Lance Stroll’s arrival in Formula 1 at the start of the 2017 was a far from smooth one despite a significant private testing program being undertaken in the months leading up to his grand prix debut.

Even with older hand Felipe Massa at Williams, Stroll looked uneasy behind the wheel of the FW40 car through the opening run of races as he failed to reach the checkered flag in any of his first three starts.

The Canadian was left deflated after his first decent effort in Bahrain was cut short after a clash with Carlos Sainz Jr., calling it his “rock bottom” moment – but things would turn around on home soil.

Stroll produced a stunning fight through the field to take an excellent P9 in Canada, proving his talent seen in Formula 3 the previous year and shushing many of his critics.

Better would follow two weeks later in Baku when Stroll became the youngest rookie in F1 history to score a podium, dodging a crazy race to finish third.
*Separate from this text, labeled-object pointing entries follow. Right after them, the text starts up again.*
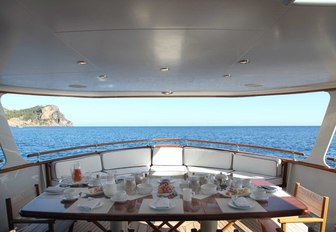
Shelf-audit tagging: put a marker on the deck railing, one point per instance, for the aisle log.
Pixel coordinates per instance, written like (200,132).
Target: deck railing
(234,147)
(46,157)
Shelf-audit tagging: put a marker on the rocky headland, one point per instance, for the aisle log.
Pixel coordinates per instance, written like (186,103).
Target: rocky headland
(48,115)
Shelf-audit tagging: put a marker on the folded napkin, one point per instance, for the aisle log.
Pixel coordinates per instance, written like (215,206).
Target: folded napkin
(162,203)
(241,202)
(89,204)
(54,189)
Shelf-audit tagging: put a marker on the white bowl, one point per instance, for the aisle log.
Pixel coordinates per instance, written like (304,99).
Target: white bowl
(208,189)
(144,189)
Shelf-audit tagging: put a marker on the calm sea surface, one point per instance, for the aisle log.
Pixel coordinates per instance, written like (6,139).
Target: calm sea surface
(37,139)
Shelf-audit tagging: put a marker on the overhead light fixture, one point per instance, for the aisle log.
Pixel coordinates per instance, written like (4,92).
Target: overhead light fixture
(77,86)
(243,61)
(311,2)
(169,92)
(81,62)
(102,77)
(254,85)
(164,69)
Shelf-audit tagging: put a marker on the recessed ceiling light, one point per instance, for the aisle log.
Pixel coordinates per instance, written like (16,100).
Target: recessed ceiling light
(243,61)
(169,92)
(164,69)
(102,77)
(254,85)
(77,86)
(82,62)
(311,2)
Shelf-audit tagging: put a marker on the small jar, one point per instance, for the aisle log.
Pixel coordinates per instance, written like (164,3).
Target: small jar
(130,185)
(76,172)
(194,184)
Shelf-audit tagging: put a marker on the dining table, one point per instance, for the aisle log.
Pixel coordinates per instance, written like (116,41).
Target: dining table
(207,209)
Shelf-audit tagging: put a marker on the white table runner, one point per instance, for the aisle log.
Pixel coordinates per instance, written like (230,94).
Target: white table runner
(107,204)
(145,208)
(224,206)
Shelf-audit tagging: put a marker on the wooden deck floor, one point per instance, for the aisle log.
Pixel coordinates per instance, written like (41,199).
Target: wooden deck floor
(247,225)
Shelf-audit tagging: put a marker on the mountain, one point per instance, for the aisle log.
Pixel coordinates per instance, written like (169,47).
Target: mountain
(48,115)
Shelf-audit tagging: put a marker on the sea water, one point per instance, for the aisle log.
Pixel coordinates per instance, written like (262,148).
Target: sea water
(37,139)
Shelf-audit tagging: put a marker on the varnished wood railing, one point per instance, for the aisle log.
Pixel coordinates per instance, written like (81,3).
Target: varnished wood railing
(85,146)
(248,146)
(183,141)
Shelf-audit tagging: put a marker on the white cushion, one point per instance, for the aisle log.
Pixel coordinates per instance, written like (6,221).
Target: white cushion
(211,158)
(192,169)
(168,170)
(90,163)
(131,170)
(266,166)
(126,158)
(167,156)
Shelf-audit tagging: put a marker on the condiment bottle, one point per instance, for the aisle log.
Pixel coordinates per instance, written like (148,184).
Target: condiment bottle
(76,172)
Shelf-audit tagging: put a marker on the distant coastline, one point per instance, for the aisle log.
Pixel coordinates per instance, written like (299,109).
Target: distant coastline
(37,116)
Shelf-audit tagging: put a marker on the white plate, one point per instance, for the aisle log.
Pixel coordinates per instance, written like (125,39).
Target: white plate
(224,193)
(54,190)
(100,204)
(208,193)
(153,206)
(119,201)
(68,181)
(252,204)
(54,193)
(269,189)
(171,180)
(264,198)
(70,199)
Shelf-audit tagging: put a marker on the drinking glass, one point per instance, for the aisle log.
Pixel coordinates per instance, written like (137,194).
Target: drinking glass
(76,173)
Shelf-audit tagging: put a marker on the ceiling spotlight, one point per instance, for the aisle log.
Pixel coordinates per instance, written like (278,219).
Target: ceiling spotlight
(102,77)
(311,2)
(81,62)
(77,86)
(253,85)
(169,92)
(164,69)
(244,61)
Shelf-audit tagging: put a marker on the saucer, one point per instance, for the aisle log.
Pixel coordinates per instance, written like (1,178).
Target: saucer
(262,198)
(153,206)
(119,200)
(69,199)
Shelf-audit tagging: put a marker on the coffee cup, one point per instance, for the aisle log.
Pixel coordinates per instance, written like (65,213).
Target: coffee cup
(247,182)
(109,189)
(208,189)
(120,195)
(187,194)
(259,193)
(184,184)
(69,193)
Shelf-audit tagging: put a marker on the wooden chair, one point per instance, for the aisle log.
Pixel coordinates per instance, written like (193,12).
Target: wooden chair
(317,205)
(34,224)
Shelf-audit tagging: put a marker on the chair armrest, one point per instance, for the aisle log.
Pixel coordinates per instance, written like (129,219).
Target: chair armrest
(299,220)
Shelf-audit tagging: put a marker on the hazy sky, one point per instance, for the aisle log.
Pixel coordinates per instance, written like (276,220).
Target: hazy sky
(299,109)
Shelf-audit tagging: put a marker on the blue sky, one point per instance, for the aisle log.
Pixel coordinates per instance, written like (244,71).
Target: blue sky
(286,110)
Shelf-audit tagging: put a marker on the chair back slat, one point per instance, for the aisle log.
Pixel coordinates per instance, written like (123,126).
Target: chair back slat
(313,201)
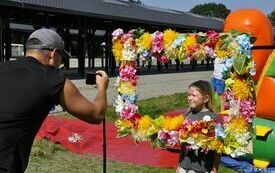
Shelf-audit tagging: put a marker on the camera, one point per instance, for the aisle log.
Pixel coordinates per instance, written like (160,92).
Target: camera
(91,78)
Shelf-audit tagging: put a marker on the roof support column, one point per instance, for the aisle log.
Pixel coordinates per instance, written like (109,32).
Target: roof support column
(67,47)
(1,37)
(106,50)
(7,40)
(81,47)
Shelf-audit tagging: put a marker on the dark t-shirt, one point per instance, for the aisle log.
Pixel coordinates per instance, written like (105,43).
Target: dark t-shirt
(198,161)
(28,90)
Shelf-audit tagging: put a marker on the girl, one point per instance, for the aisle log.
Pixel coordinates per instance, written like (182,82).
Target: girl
(200,104)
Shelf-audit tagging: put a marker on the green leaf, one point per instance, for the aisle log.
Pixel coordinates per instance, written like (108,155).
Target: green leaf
(253,39)
(224,36)
(201,39)
(239,64)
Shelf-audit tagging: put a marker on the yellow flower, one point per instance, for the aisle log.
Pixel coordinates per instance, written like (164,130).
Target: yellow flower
(190,41)
(234,49)
(229,82)
(124,124)
(220,53)
(117,50)
(173,123)
(238,124)
(241,89)
(168,38)
(144,42)
(126,88)
(144,123)
(216,145)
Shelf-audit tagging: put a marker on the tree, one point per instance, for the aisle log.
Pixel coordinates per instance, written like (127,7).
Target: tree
(211,9)
(271,17)
(135,1)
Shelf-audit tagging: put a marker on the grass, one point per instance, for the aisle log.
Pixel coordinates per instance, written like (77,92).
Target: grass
(49,158)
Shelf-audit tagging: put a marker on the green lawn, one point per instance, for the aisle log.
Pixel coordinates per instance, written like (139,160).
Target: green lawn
(50,158)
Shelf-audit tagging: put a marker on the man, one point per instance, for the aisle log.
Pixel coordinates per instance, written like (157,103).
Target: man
(30,87)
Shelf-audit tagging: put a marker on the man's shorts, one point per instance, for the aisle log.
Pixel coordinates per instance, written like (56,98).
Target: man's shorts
(218,85)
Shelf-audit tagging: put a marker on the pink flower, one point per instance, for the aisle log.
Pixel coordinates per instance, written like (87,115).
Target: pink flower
(128,73)
(117,33)
(247,109)
(212,38)
(209,52)
(157,45)
(170,138)
(129,110)
(164,59)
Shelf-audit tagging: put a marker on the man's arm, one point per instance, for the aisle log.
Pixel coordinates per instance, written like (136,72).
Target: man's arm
(79,106)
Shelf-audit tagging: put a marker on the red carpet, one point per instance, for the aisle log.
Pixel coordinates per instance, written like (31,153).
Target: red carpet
(119,149)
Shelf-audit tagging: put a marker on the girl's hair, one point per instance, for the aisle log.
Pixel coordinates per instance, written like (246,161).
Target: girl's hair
(205,88)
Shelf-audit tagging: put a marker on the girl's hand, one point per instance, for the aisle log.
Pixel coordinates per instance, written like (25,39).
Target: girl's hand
(214,170)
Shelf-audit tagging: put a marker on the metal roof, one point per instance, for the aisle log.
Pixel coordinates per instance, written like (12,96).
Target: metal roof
(121,11)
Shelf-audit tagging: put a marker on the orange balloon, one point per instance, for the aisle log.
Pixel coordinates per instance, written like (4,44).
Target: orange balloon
(253,21)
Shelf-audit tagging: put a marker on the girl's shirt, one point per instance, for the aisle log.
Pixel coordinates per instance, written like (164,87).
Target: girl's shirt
(197,161)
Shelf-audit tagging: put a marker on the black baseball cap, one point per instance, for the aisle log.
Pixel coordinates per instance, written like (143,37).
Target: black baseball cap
(48,40)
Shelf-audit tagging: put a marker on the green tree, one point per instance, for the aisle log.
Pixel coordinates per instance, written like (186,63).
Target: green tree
(211,9)
(135,1)
(271,17)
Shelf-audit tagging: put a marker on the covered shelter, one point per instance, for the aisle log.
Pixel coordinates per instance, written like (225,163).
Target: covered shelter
(78,22)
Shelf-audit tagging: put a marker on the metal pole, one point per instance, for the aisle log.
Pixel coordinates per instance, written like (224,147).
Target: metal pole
(104,146)
(263,47)
(1,38)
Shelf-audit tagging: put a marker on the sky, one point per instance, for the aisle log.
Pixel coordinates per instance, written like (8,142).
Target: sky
(266,6)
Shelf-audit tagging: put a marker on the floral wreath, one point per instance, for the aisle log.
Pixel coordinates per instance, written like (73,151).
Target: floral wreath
(234,135)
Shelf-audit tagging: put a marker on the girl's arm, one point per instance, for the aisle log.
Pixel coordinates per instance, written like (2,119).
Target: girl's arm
(217,159)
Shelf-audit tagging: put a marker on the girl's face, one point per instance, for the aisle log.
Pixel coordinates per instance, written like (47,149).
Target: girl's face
(195,99)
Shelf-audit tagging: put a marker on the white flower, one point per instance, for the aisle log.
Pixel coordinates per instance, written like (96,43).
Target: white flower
(129,52)
(119,104)
(206,118)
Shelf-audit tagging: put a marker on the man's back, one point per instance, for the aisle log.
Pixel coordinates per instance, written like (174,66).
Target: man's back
(28,90)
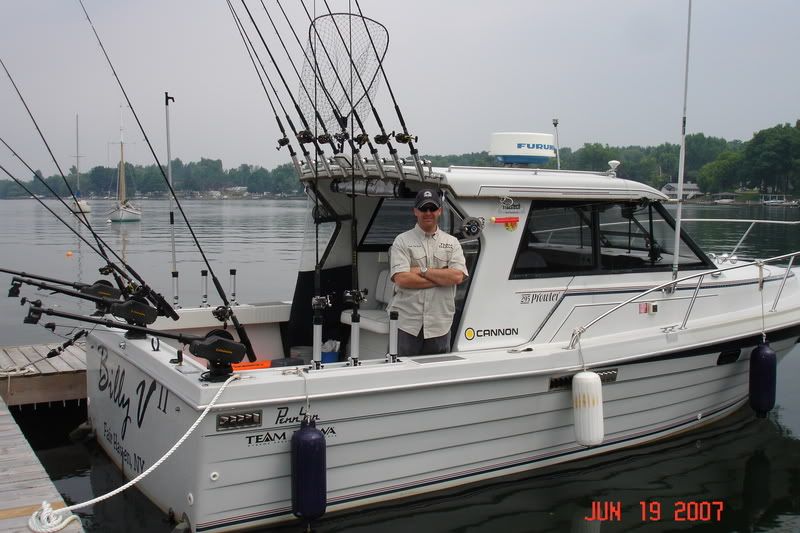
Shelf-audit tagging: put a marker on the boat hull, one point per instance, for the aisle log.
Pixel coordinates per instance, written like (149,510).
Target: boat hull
(405,435)
(82,206)
(125,214)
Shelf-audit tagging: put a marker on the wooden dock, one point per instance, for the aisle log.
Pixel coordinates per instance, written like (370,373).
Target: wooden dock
(48,380)
(24,484)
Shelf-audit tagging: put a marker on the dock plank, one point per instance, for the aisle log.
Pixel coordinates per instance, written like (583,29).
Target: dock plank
(19,359)
(5,360)
(73,361)
(79,351)
(42,365)
(51,380)
(57,363)
(24,484)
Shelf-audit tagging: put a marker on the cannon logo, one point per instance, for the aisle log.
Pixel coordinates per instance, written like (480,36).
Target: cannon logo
(471,333)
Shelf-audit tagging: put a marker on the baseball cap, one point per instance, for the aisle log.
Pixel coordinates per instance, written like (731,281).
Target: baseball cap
(426,197)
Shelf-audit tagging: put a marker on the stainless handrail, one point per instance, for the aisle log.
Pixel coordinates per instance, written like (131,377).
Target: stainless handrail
(577,332)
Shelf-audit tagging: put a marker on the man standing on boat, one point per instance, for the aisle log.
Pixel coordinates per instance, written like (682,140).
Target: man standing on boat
(427,265)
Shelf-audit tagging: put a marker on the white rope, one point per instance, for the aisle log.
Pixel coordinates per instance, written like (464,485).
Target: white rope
(761,292)
(45,520)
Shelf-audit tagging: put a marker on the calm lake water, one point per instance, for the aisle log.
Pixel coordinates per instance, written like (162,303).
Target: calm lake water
(751,465)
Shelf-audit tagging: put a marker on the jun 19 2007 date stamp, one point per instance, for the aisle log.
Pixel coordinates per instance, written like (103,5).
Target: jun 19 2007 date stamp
(655,511)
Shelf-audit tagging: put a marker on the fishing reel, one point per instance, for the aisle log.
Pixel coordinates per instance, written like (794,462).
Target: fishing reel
(221,352)
(405,138)
(355,296)
(13,291)
(305,137)
(320,303)
(361,139)
(472,227)
(382,138)
(34,311)
(222,313)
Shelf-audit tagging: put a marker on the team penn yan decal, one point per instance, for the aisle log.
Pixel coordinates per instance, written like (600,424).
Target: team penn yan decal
(472,333)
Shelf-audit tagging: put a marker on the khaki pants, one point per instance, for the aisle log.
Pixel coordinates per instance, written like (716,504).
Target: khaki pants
(408,344)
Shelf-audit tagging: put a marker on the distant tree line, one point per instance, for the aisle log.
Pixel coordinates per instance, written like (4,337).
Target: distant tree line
(204,175)
(769,162)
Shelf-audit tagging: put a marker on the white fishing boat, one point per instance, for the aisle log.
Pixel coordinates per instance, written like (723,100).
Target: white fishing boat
(776,200)
(79,204)
(725,198)
(589,322)
(570,273)
(124,210)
It would have been second had he not lost a drag race against Valtteri Bottas to the line.

Stroll’s form then fluctuated greatly. He was sublime on occasion, the best examples being Monza, when he started a remarkable P2 on the grid and ended as the top midfielder in P7, or Mexico where he took a brilliant sixth.

But there were too many weekends he was a little anonymous. Sure, Williams didn’t have the best car this year, but perhaps a little better was expected from Stroll.

2018 will be an even bigger challenge as he looks to the lead the team when a new teammate arrives – and at only 19, it is a lot to handle. Nevertheless, there are positive signs to be found; you just need to look for them a little.

Season High: Taking a shock podium in Baku after dodging chaos in front.

Season Low: A poor opening two races in Australia and China.